Well, after a whiter-than-white January, what an incredible contrast February has been!
I’m not to going to lie: it’s been disgusting. I actually had takeaway ten nights on the trot. Big takeaway, too. The gentleman who does deliveries for the Imperial Dragon could scarcely disguise his contempt after I summoned him for the fourth time in as many nights, and our relationship has only got worse since then.
Well, March is going to be another January. Brown rice and chicken breast, and lots of fresh salad. Mark my words!
Anyway. It’s a good few weeks since I posted here. In my last post, I started a series on children’s books about witches, beginning with The Worst Witch by Jill Murphy and Which Witch? by Eva Ibbotson. Tonight, I want to rave about The Chimney Witches by Victoria Whitehead and – pairing an obscure gem with a dearly loved classic – The Witches by Roald Dahl.
The Chimney Witches is the story of Ellen, who discovers that a witch, Weird Hannah, is living in her chimney. Hannah’s son is a would-be wizard called Rufus, who’s lost his Uncle Whizoon’s magic medallion. When Ellen offers to help find it, she gets drawn into a world of magic that co-exists with our own.
This book was originally published in the late Eighties, and I remember it was one I read and re-read as a child. It’s a very magical and vivid book, and it’s a crying shame that it’s now out of print. If nothing else, as well as being brilliant in its own right, it could have easily found a new audience during the height of Pottermania. The most memorable part of the book is a witty sequence set in the Land of Nightmares, which I would definitely shortlist for my all time top five. I see second-hand copies of The Chimney Witches sell online from time to time, and really recommend you grab a copy and give it a read.

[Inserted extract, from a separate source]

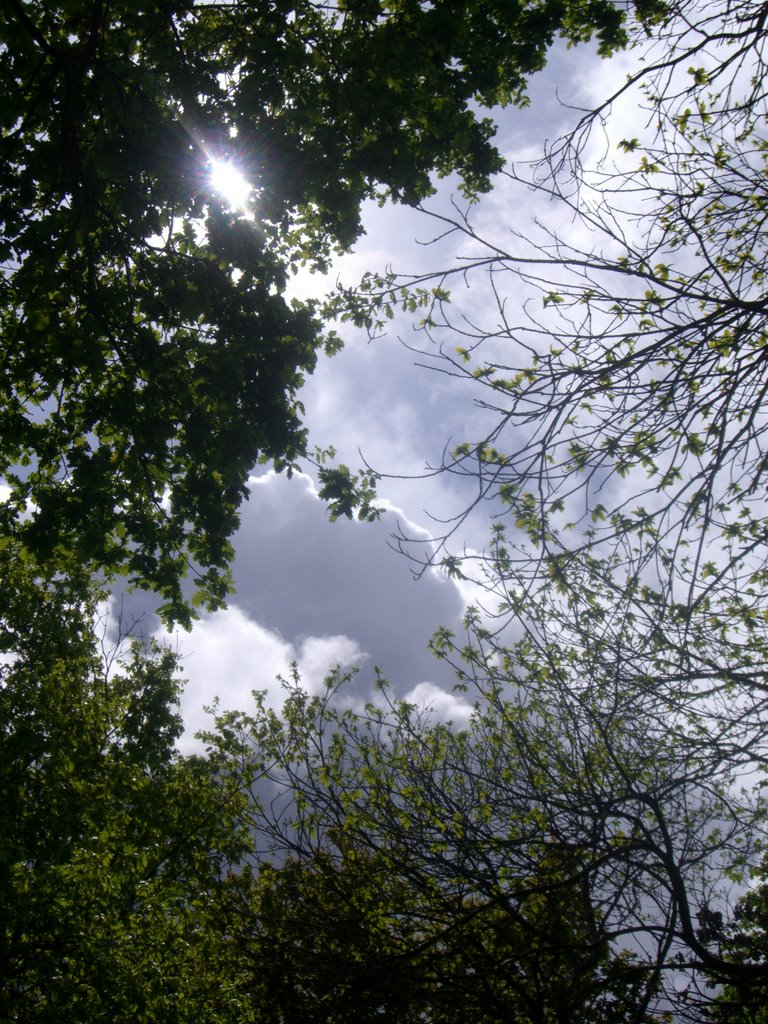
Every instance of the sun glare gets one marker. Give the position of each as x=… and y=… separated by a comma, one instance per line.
x=230, y=184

Now, Roald Dahl’s The Witches doesn’t really need much of an introduction, but I think we can sometimes forget what a great book it is. We’re probably all familiar with the plot, but I just want to quickly highlight what I love about it.
Firstly, the witches are everywhere, but you can spot them. Stepping aside from witches for a second, I think children love vampires because you can guard against them with lore. Garlic – the sign of the cross – sunlight – a stake through the heart. It’s a heady mix. We’re both terrified and fascinated. Equally, in Roald Dahl’s hands, the witches have the same appeal. It’s not just morbid fascination. You’re swotting up in the name of self-preservation. The chapters where we learn about the witches are among the most compelling in all of children’s literature.
Oh if only there were a way of telling for sure whether a woman was a witch or not, then we could round them all up and put them in the meat-grinder. Unhappily, there is no such way. But there ARE a number of little signals you can look out for, little quirky habits that all witches have in common, and if you know about these, if you remember them always, then you might just possibly manage to escape from being squelched before you are very much older.
What child could read a para like that, and not sit up to pay attention?
Secondly, having set such a grim tone, the author doesn’t chicken out at the last minute. The Witches is doubly delightful for being so bittersweet. The poor hero (although he puts a brave face on it) pays dearly for outwitting the witches, and has to spend the rest of his short life in the body of a mouse.